The central bank bought “small amounts” of dollars, said Tom Gerszbejn, a currency trader at Union Bank of Israel Ltd. in Tel Aviv. Rony Gitlin, head of spot trading for Bank Leumi Le-Israel (LUMI), estimated the purchase at less than $100 million. The bank has continued to intervene since it bought dollars on April 8 for the first time in almost two years as the shekel rose to an 18-month high of 3.5898 a dollar.
The currency fell as much as 0.4 percent, the most this month, to 3.6819 a dollar before trading at 3.6715 at 4:42 p.m. in Tel Aviv. The central bank last month announced the purchase of $2.1 billion by the end of the year. The shekel surged 3.8 percent in the past six months and is the best performer among 31 major currencies tracked by Bloomberg.
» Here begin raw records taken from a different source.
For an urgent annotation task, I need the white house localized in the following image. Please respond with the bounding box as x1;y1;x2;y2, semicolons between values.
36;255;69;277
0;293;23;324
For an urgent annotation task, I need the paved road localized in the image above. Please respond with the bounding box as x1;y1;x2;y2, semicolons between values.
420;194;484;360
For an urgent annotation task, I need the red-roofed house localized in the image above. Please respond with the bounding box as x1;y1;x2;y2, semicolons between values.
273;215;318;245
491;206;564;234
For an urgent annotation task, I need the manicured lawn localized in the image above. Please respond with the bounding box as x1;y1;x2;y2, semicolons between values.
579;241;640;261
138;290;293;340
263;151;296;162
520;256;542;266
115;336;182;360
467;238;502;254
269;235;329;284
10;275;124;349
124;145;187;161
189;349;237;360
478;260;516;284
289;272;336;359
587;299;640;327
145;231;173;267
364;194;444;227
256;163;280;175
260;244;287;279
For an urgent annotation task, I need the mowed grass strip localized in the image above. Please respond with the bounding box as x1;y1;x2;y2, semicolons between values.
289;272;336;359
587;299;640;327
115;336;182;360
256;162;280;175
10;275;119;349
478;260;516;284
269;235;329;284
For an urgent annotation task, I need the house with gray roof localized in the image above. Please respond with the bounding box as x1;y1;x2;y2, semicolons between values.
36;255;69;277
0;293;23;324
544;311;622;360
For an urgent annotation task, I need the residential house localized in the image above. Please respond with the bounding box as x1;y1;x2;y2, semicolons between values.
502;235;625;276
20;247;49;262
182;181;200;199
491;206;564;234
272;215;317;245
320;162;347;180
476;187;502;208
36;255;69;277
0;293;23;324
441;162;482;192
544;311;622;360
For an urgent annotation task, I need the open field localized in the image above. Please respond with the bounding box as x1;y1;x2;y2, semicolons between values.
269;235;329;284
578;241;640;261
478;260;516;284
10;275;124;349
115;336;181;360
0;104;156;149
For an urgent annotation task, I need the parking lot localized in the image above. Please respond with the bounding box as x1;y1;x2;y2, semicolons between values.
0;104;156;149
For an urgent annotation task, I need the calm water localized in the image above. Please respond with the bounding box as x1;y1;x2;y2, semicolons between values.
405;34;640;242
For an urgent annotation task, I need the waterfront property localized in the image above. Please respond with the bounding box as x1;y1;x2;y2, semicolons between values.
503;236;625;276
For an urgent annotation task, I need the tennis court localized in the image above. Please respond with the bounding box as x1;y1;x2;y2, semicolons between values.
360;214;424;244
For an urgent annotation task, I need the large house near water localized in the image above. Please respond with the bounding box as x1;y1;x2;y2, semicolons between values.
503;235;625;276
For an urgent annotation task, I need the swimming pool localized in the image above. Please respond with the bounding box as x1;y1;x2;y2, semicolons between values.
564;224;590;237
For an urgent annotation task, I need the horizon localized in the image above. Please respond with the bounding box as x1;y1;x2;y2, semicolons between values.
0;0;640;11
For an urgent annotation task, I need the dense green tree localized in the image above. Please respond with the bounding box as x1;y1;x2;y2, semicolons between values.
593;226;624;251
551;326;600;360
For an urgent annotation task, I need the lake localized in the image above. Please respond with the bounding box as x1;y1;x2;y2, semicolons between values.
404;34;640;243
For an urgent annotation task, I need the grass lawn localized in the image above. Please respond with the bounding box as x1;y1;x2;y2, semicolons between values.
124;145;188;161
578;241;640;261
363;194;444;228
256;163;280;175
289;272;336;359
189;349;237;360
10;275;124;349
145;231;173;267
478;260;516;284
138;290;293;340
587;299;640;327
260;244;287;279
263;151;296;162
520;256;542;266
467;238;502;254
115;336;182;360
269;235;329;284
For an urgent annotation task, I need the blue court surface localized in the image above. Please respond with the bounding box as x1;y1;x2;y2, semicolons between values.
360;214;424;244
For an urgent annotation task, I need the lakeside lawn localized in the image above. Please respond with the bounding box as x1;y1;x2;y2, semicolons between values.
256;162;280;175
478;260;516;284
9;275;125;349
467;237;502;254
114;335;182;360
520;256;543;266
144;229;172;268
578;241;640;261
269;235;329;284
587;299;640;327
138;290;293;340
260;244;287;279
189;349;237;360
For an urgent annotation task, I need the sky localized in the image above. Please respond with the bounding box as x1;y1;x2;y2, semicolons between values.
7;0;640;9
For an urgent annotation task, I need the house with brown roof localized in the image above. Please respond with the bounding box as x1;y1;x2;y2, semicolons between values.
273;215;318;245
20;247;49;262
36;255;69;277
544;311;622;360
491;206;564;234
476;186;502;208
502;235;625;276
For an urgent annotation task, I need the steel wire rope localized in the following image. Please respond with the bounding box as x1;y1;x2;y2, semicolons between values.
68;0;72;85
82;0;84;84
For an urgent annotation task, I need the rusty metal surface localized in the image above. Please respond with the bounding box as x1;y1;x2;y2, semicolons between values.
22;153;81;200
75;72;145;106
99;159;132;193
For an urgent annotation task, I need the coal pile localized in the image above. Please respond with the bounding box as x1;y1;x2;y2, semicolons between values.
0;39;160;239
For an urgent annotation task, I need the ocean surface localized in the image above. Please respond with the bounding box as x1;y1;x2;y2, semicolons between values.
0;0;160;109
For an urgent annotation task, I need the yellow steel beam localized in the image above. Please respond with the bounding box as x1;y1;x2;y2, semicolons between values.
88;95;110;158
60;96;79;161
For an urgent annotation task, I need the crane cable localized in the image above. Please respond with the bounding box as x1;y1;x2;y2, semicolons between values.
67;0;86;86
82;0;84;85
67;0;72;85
“The central bank will continue to intervene in the market as part of its announced policy” to moderate shekel gains and support exporters, Gitlin said by phone.
Exports make up about 40 percent of Israel’s economy which will probably slow to 3.4 percent in 2014 from 3.9 percent this year, according to Organization for Economic Cooperation and Development estimates.
The bank’s monetary policy committee, led by Governor Stanley Fischer, last month also cut interest rates to a three-year low to spur growth and boost exports hurt by shekel gains. Central bank spokesman Yossi Saadon declined to comment today.
Rate reductions by the European Central Bank and Bank of Japan as well as Israel’s natural gas finds had strengthened the shekel to the point where it didn’t reflect economic fundamentals, Barry Topf, senior adviser to Fischer said in an interview on May 29. The Bank of Israel last month trimmed borrowing costs by a cumulative 0.5 percentage point to 1.25 percent.
The central bank today issued 10 billion shekels of one-year Makam bills, with the average yield falling to 1.35 percent from 1.68 percent last month, central bank data on Bloomberg show. The yield on bills due May 2014 fell one basis point, or 0.01 percentage point, to 1.32 percent.